Gleema had concluded that my voice reminded her of her late, adored father, a teacher who’d been dead for a quarter-century. Talking to me as her father’s proxy, she said, would comfort her, and lessen her stress. And I’d not need to concern myself with replying to whatever she said—she needed someone to talk to, not someone to talk with.

I sighed. I had neither the time to do this, nor, frankly, the patience. Gleema’s need, though, seemed urgent and genuine, and—trying to be a nicer guy than I normally would be—I tacitly consented.

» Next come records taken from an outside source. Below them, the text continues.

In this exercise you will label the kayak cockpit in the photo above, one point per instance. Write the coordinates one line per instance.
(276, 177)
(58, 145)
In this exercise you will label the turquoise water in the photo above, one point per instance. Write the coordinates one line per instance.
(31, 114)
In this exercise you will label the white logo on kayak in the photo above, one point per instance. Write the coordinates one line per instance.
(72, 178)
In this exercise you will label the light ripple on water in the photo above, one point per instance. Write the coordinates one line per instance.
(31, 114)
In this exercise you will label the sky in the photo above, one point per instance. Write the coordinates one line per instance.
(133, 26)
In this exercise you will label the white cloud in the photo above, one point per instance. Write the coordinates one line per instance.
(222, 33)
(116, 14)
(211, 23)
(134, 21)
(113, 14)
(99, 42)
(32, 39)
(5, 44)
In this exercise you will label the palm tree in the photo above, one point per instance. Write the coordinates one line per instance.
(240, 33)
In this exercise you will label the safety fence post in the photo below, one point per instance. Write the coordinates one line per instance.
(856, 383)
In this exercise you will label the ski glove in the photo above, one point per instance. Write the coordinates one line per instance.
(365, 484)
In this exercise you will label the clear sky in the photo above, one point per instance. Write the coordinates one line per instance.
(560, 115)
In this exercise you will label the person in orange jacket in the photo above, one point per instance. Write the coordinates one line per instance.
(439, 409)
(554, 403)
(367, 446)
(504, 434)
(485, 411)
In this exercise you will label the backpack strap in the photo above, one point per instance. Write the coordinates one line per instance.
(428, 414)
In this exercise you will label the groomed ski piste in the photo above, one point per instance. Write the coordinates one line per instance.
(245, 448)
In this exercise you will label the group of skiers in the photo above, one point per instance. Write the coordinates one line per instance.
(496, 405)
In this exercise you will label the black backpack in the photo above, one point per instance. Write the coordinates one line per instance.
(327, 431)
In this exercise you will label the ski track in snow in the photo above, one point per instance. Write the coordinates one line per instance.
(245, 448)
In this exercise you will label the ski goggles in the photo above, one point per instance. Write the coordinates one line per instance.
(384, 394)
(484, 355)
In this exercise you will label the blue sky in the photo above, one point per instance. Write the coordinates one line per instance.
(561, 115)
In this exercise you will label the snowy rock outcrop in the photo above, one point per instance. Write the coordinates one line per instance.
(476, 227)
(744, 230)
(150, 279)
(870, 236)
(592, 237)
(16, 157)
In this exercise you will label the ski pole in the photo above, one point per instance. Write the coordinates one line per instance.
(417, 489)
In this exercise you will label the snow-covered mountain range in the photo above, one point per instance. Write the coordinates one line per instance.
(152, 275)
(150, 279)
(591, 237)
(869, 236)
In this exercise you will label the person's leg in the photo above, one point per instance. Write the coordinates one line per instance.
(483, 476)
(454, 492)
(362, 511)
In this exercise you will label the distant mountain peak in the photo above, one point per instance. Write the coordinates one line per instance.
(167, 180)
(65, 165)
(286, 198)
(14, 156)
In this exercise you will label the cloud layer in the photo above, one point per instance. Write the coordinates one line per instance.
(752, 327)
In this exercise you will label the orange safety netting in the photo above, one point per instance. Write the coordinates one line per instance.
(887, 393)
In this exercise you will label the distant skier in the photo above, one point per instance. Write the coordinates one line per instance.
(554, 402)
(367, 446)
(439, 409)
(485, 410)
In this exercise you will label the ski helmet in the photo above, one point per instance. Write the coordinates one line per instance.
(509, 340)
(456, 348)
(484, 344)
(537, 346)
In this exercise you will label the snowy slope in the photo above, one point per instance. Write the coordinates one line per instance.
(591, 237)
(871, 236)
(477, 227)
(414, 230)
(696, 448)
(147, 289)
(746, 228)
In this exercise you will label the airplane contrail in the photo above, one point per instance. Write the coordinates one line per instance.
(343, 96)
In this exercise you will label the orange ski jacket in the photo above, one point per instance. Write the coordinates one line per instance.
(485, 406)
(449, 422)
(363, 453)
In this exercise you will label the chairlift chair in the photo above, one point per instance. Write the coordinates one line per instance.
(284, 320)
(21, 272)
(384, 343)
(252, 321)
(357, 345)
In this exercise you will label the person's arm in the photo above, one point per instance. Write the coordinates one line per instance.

Gleema said she’d call me within several days, and so she did.

I’d barely said “Hello,” when Gleema launched into a high-velocity, vastly disjointed, whiplash-inducing conversational concoction. Titus had been given a new medication at the nursing home yesterday, she said. Snow had adored her soulmate Twitch, a Schnauzer who’d died prior to Snow’s rehoming. Gleema’s dad had taught her and her brother to read, before they even started school. Jarvis, the dog she’d bought after Twitch died, had certainly been cute.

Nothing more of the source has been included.